As Long as Grass Grows
- Front cover
- Author: Dina Gilio-Whitaker
- Subject: Environmental justice and Native Americans in the United States
- Publisher: Beacon Press
- Publication date: April 2, 2019
- Pages: 224
- ISBN: 978-080707378-0

= As Long as Grass Grows =

2019 book by Dina Gilio-Whitaker

As Long as Grass Grows: The Indigenous Fight for Environmental Justice, from Colonization to Standing Rock is a 2019 non-fiction book by Dina Gilio-Whitaker. The author details the history of Native Americans in the United States since European colonization, including criticisms of the modern conservation movement as exclusionary to indigenous concepts of land and environmental stewardship, and coverage of the 2010s Dakota Access Pipeline protests at Standing Rock.

==Background==
Dina Gilio-Whitaker (Colville Confederated Tribes direct descendant) was lecturing in American Indian Studies at California State University San Marcos at the time of the book's publication. It was Gilio-Whitaker's second book, after her co-authorship of "All the Real Indians Died Off" and 20 Other Myths About Native Americans (2016) with Roxanne Dunbar-Ortiz. As Long as Grass Grows was published by Beacon Press on April 2, 2019.

==Synopsis==
The book gives a history of Native Americans in the United States from European colonization to the modern day, with the topic of the environment in focus. The European invasion that began in 1492 led to the deaths of 99% of Native Americans from diseases brought to the land, wars and starvation, including through forced displacements like the Trail of Tears. Many American settlers believed in "manifest destiny"—that they had a moral duty to colonize across the Americas—and they enforced concepts of land ownership and usage that were at odds with Native American culture.

Gilio-Whitaker contends that in the modern era, the American legal system prevents indigenous Americans from self-organization and governance in areas like environmental stewardship, economics and social justice. She criticizes the views of Henry David Thoreau and John Muir on Native Americans, and that the conservation movement which arose from their ideology saw the wilderness as a place that indigenous people needed to be excluded from; meanwhile, toxic waste was disposed of in locations where it would harm communities of color. By establishing national parks in places like Yosemite, the native stewards of the area were excluded from it.

The book covers concepts of gender among Native American groups, some of whom had matrilineal power structures and different conceptions of gender identity and the role of family to settlers. Early feminists would be inspired by the Iroquois confederacy's Clan Mother roles. However, the imposition of Christianity erased many of these values.

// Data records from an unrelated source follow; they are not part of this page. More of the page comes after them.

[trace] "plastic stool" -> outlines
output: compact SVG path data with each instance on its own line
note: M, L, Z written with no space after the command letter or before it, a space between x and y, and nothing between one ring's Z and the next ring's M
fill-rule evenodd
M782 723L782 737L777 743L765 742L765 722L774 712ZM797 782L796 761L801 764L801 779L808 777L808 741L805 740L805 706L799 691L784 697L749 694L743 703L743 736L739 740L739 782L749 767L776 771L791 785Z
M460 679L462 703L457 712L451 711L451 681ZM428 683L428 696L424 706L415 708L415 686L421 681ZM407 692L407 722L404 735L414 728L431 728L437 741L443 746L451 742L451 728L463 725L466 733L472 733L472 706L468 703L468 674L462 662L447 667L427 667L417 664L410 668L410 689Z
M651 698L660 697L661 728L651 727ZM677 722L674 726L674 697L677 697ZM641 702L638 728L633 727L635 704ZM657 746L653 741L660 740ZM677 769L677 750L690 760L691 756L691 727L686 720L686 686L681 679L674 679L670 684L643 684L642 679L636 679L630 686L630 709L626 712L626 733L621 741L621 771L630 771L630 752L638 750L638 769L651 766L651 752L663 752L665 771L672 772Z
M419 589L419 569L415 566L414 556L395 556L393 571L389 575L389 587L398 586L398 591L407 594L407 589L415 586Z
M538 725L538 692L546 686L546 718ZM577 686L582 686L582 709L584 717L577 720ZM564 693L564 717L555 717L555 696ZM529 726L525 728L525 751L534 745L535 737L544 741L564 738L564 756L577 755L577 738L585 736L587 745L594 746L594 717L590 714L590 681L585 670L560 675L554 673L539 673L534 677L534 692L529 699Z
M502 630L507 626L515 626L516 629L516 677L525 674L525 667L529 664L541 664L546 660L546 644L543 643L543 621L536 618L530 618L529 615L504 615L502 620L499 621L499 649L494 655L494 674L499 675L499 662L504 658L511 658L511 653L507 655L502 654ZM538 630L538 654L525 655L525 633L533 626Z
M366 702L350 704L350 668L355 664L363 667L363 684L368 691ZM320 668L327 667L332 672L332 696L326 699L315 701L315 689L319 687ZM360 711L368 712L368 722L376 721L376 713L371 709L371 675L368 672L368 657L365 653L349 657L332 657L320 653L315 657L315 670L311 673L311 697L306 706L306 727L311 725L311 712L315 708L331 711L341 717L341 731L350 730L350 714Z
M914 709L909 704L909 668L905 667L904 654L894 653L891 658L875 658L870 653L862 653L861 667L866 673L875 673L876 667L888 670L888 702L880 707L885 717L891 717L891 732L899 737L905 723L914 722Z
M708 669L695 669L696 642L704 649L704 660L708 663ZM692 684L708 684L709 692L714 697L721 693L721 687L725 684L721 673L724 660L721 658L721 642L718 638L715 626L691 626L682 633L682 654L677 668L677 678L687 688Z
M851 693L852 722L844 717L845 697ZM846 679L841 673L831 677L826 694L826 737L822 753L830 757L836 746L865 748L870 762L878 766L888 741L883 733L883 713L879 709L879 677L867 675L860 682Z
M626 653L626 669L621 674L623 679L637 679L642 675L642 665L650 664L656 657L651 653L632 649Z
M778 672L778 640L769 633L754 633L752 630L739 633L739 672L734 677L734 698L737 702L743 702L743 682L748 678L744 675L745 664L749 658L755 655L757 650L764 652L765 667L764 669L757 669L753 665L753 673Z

Gilio-Whitaker explores the Dakota Access Pipeline protests at Standing Rock in 2016 and 2017, where an oil pipeline was approved to pass through sacred ground. Construction was completed, despite the protests and anticipated threats to the region's water and environment. Using the United Nations's Declaration on the Rights of Indigenous Peoples and state and local approaches in California, Gilio-Whitaker argues that federal laws like the American Indian Religious Freedom Act should be extended to protect sites of cultural significance to Native Americans, such as Panhe for the Acjachemen people. She advocates decolonization and community organizing.

==Reception==
The New York Public Library and BuzzFeed News both suggested the book as recommended reading for the 2020 United States elections on the subject of climate change. The Michigan Daily named it as one of 10 defining books of 2020: Trina Pal wrote for the publication that it is "a must-read for anyone hoping to understand the history and rights of Indigenous tribes" and a "wonderful and necessary start" to learning about environmental justice and how to participate in it. Pal saw it as complementing existing literature by indigenous authors like Braiding Sweetgrass (2013). Alexandra Tempus of The Progressive praised the book as "accessible", saying that Gilio-Whitaker "roots her arguments in indigenous wisdom" and writing that "there is no more urgent prescription for America" than the suggestions she outlines at the end of the book.